Profile Books. P/b, 359 pp, £14.99
A stunning eye-opener for all who believe in the China myth
Reviewer: Anthony OBrien, M.A. Dublin, Ireland
In the mid-19th. century, a Lancashire mill-owner reckoned that "if only the Chinese could be persuaded to lenghthen their shirts by a foot, the cotton mills of Lancashire would run for ever." And therein, as Joe Studwell's excellent book, "The China Dream" clearly shows, lies the lure of China. With a quarter of the world's population, China must surely emerge as the largest untapped market on earth? Sadly, not so far.
In the 1990s, with Deng Xiaoping's pronouncement "to get rich is glorious" ringing in their ears, western corporations, politicians and businessmen flocked to China with the promise of huge returns on their investments. Completely ignoring the fact that the Chinese economy was still in the tight grip of the communist bureaucratic central planners, the West poured hundreds of billions of dollars into joint ventures which never, ultimately, bore fruit. The China "gold rush" was predicated on the promise of an emerging domestic market which has simply not emerged. Nor is it likely to for the forseeable future, as at least 900 million of the supposed 1.3 billion Chinese "consumers-to-be" are landless peasants with little disposable income. The Chinese government still stands solidly behind the urban industrial behemoths that communist economic theory enshrined. These state-owned enterprises account for a vast slice of China's economic activity, despite the fact that most of them would be bankrupt in any genuinely open market economy. They survive on an ever upward spiral of government-backed bank loans, as many as 70% of which are non-performing, and unlikely ever to be repaid.

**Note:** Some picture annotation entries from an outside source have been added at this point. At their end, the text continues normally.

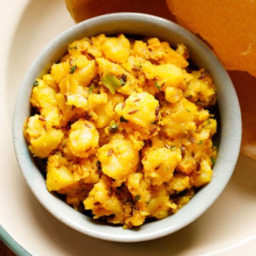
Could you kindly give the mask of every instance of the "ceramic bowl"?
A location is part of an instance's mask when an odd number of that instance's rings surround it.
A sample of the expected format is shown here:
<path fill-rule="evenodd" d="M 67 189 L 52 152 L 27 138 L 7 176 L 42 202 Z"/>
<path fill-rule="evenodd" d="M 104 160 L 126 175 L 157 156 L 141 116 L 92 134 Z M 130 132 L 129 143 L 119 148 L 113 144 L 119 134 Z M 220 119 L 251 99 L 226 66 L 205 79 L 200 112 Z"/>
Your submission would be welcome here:
<path fill-rule="evenodd" d="M 146 223 L 132 230 L 94 220 L 50 193 L 23 135 L 24 120 L 30 114 L 31 84 L 35 79 L 48 72 L 51 65 L 65 54 L 69 43 L 101 33 L 156 37 L 168 41 L 174 47 L 183 42 L 188 49 L 193 62 L 209 72 L 217 87 L 220 113 L 216 138 L 218 156 L 211 181 L 176 214 Z M 150 240 L 170 234 L 202 215 L 220 196 L 231 176 L 239 155 L 241 130 L 240 110 L 235 90 L 226 71 L 210 49 L 196 36 L 175 23 L 154 16 L 132 13 L 96 17 L 75 25 L 53 39 L 39 54 L 26 73 L 18 92 L 13 118 L 16 157 L 28 186 L 41 204 L 58 220 L 82 233 L 103 240 L 125 242 Z"/>

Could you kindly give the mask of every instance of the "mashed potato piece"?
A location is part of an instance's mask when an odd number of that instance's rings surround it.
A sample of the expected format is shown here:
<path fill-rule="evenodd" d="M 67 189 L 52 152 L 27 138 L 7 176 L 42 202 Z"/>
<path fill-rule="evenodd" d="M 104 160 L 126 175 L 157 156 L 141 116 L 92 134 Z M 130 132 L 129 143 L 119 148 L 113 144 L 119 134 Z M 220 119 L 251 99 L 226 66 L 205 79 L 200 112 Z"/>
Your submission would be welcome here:
<path fill-rule="evenodd" d="M 24 136 L 46 186 L 95 219 L 142 225 L 186 204 L 217 156 L 210 75 L 157 38 L 100 34 L 71 44 L 33 84 Z"/>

According to Joe Studwell's analysis, China's record growth figures are a combination of artificially manipulated government pumping and blatantly false statistics. The few companies that have done well in China are those, mainly based in Hong Kong and Taiwan, which use China' extremely cheap labour force for low added-value manufacturing. They are geared entirely to export, but this is an export market which does not do much for China's moribund domestic economy. The huge SOE account for 40% of mainland China's exports, but the reality is that these products are effectively dumped abroad at a loss which the government controlled banking system is obliged to subsidise. The very few foreign companies that actually profited by their China adventure were those which made things like mobile phones which the Chinese could not yet make for themselves, or those which simply ignored the state-imposed licensing laws and operated illegally.
Joe Studwell closes with the extraordinary story of USA's General Motors, who poured US$750 million into a joint-manufacturing scheme to produce Buick cars in China for the domestic market. Expecting to sell 1 million cars per annum by the year 2000, GM's venture peaked at a disappointing 30,000 as the millennium dawned. GM still hopes to do well in China, but not before 2025!
The China Dream is an astonishing book, and gripping reading. Even if you don' know your GDP from your pet gerbil, the sheer pace of the book, and scale of the greed-driven lunacy it depicts makes for enthralling entertainment. This book should be at the bedside of every CEO and every politician who still thinks China holds out hope for the fortune-hunter. First-class.